How to combine different two losses?

Gwon · February 18, 2021, 8:21am

Hi, I have a questions about DistributedDataparallel

I Implement codes like below in Single GPU(It combined two different losses)

def train(model, criterion, ...):
   model.train()
   outputs_a = model(inputs_a)
   loss_a = criterion(outputs_a, targets) 
   ...
   outputs_b = model(inputs_b)
   loss_b = criterion(outputs_b, targets)
   ...
   total_loss = (lam * loss_a) + ((1 - lam) * loss_b)
   total_loss.backward()
   ...

It runs well without any problems

After, when i try to using multiple-gpu with DistributedDataparallel it throws an error like this,

one of the variables needed for gradient computation has been modified by an inplace operation: [torch.cuda.FloatTensor [512]] is at version 5; expected version 3 instead. Hint: enable anomaly detection to find the operation that failed to compute its gradient, with torch.autograd.detect_anomaly(True).

I found this error caused by inplace operation,
But i can’t found any inplace operation in my code!!

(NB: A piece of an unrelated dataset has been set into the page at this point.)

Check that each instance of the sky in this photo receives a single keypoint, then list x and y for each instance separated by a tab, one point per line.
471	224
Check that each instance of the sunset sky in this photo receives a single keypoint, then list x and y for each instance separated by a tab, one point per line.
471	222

So I changed my code like below

def train(model, criterion, ...):
   model.train()
   outputs_a = model(inputs_a)
   loss_a = criterion(outputs_a, targets) 
   loss_a.backward()
   ...
   outputs_b = model(inputs_b)
   loss_b = criterion(outputs_b, targets)
   loss_b.backward()
   ...
   total_loss = loss_a + loss_b
   ...

Fortunately, it runs well without any error

However, i have a question

#1
total_loss = (loss_a + loss_b)
total_loss.backward()

#2
loss_a.backward()
loss_b.backward()
total_loss = loss_a + loss_b

Are these two operations the same?